Below are the listed jewels and rings in the first five stages of play:

===Jewels and Rings vs. Stage===
====e 1====
(comprising rounds 1–1 to 1–4)
- Orange octahedral jewel (500)
- Rose quartz jewel (750)
- Gold ring (1000)

====Stage 2====
(comprising rounds 2–1 to 2–5)
- Rose quartz jewel (750)
- Gold ring (1000)
- Dark purple guitar-pick-shaped jewel (1250)

====Stage 3====
(comprising rounds 3–1 to 3–6)
- Gold ring (1000)
- Dark purple guitar-pick-shaped jewel (1250)
- Green octahedral jewel (1500)

====Stage 4====
- Dark purple guitar-pick-shaped jewel (1250)
- Green octahedral jewel (1500)
- Gold and colored-enamel ring (1750)

====Stage 5====
- Green octahedral jewel (1500)
- Gold and colored-enamel ring (1750)
- Amber icosahedral jewel (2000)

Inspecting the above list reveals a pattern, which has been verified to be consistent throughout all 14 stages of gameplay.

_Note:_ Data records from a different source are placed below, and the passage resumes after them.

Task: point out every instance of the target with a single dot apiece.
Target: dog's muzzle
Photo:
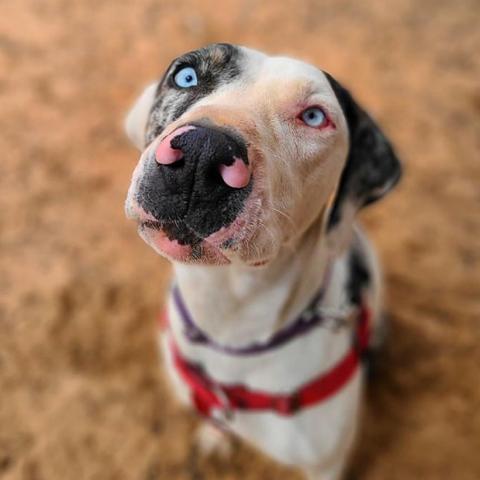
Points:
(195, 181)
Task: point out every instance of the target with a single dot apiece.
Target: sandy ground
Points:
(81, 393)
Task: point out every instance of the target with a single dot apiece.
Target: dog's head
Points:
(243, 153)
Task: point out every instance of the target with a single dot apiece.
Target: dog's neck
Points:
(229, 302)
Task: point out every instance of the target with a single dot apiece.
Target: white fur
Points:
(236, 304)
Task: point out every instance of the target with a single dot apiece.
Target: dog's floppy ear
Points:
(372, 167)
(137, 118)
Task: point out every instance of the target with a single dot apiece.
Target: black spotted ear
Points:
(372, 168)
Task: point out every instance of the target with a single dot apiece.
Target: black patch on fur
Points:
(215, 65)
(359, 276)
(189, 198)
(372, 167)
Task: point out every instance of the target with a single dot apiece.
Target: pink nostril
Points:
(236, 175)
(165, 154)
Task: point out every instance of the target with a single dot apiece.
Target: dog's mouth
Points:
(179, 242)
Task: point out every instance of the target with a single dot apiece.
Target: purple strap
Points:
(308, 320)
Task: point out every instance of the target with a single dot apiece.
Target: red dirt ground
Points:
(81, 394)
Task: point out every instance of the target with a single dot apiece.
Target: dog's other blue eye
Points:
(313, 117)
(186, 78)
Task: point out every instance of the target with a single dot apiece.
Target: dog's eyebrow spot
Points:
(215, 65)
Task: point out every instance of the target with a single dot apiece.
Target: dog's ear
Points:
(372, 167)
(137, 118)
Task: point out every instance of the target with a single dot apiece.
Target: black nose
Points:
(191, 190)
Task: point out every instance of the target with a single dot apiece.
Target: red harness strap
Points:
(209, 395)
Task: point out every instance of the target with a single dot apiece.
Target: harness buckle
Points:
(287, 405)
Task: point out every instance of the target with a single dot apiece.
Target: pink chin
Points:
(172, 249)
(163, 245)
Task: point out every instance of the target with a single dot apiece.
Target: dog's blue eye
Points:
(186, 78)
(314, 117)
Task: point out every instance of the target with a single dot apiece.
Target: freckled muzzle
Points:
(195, 182)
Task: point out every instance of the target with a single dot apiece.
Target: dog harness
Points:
(218, 401)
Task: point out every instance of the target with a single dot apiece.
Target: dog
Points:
(252, 170)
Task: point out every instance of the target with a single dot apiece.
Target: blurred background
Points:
(81, 392)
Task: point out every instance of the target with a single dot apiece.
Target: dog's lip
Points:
(211, 254)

At each stage N, the value of the "mean" jewel is 500+250*N. Each stage also has a jewel or ring with a value 250 points less than the mean and another valued 250 points greater than the mean. As one advances to the next stage, the least valuable jewel/ring drops out, and a new one is added in the most valuable spot. A new ring appears every three stages. Thus, at the 14th and highest stage, one would expect the mean jewel to have the value 500+250*14=4000 points.

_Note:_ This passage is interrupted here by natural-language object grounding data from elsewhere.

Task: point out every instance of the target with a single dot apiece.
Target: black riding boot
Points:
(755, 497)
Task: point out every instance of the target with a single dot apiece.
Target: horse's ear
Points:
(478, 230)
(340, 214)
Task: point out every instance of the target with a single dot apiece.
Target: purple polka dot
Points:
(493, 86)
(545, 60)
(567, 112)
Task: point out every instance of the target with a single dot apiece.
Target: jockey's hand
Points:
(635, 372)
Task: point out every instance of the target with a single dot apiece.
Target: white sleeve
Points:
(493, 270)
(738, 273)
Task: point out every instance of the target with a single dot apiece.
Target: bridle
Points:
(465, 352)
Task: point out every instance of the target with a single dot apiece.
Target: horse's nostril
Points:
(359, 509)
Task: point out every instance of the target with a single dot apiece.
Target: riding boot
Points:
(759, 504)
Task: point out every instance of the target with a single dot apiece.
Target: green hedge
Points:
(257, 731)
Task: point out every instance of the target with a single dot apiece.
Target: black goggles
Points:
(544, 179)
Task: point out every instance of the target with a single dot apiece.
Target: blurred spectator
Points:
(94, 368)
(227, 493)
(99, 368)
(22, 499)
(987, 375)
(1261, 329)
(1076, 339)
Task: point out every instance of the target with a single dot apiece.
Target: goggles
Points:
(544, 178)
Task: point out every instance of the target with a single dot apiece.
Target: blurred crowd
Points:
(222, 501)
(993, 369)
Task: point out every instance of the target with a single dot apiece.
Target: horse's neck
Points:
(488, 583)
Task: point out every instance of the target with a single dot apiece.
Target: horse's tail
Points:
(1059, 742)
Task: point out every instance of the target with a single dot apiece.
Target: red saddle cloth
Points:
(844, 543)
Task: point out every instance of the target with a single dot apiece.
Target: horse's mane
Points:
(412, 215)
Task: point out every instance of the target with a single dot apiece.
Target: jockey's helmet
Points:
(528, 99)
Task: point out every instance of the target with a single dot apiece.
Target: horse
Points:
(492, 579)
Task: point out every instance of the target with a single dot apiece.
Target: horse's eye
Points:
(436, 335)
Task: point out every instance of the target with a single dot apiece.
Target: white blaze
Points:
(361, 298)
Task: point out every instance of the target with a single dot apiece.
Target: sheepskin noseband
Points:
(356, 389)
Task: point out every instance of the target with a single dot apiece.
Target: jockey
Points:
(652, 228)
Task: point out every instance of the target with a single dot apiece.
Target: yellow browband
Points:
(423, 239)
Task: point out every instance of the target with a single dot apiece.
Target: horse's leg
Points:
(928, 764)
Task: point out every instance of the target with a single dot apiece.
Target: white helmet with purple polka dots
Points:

On harder difficulties, there is a score multiplier.
- Easy: Standard scoring
- Normal: 1.5x scoring
- Expert: 2x scoring
- Challenge of Horus: 3x scoring

==Power-ups==

The title includes between 13 and 15 different power-ups which can be collected during play. These are earned by successfully setting off three or more explosions in a row. When this occurs, a random power-up falls down towards the player's winged scarab but is only actually collected if the player correctly positions the scarab to catch it. Once a power-up is collected, it either has an immediate effect or modifies the next sphere which the player will launch, depending on type. Unique or new power-ups include:
- Color Cloud - causes a cloud effect which changes the color of all spheres it envelopes to the matching color.
- Lightning Storm - causes a series of ten lightning blasts to strike and randomly eliminate spheres.
- Net - collects falling objects all across the playfield.
- Pharaoh's Dagger - changes the player's "next sphere" into a dagger which can be used to destroy any spheres it hits. The powerup grants ten daggers. In bonus stages, the player is restricted to using these.

Additional power-ups are modeled after those from existing games, such as one which slows down the movement of the spheres, and one which causes the spheres to move backward for a short while.

==Luxor: Pharaoh's Challenge==

Luxor: Pharaoh's Challenge is a remake of Luxor 2 for the Nintendo DS, PlayStation Portable, and PlayStation 2 in 2007, and for Wii in 2008. Unlike the original Luxor 2, the remake introduces blessings to help the player on his or her journey to the Temple of Set. The graphics are different on every platform.

The game has a story where a songstress speaks with Thoth about the adventures of a hero who stopped Set from destroying the world.